6. The respiratory apparatus as in claim 1, wherein the first angle between the bridge section and the outer flange section is about 90 degrees.

7. The respiratory apparatus as in claim 1, wherein the first angle between the bridge section and the outer flange section is greater than 90 degrees.

8. The respiratory apparatus as in claim 1, wherein the second angle between the bridge section and the conical skirt section is greater than 90 degrees.

9. The respiratory apparatus as in claim 8, wherein the second angle is between about 120 and about 160 degrees.

10. The respiratory apparatus as in claim 1, wherein the first angle between the bridge section and the outer flange section is about 90 degrees, and the second angle between the bridge section and the conical skirt section is between about 120 and about 160 degrees.
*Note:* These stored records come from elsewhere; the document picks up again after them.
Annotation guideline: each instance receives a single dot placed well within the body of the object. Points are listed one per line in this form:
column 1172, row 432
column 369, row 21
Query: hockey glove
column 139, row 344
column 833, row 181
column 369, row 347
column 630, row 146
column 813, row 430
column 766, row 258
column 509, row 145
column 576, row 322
11. The respiratory apparatus as in claim 1, wherein the bridge section is defined at a longitudinal end of the outer flange section.

12. The respiratory apparatus as in claim 1, wherein the seal sections are integrally formed from the same material.

13. The respiratory apparatus as in claim 1, wherein the seal lip comprises a sharp point edge defined by angled surfaces of the conical skirt section.

14. The respiratory apparatus as in claim 1, wherein the seal lip comprises a planar edge.

15. The respiratory apparatus as in claim 1, wherein the seal lip comprises a rounded edge.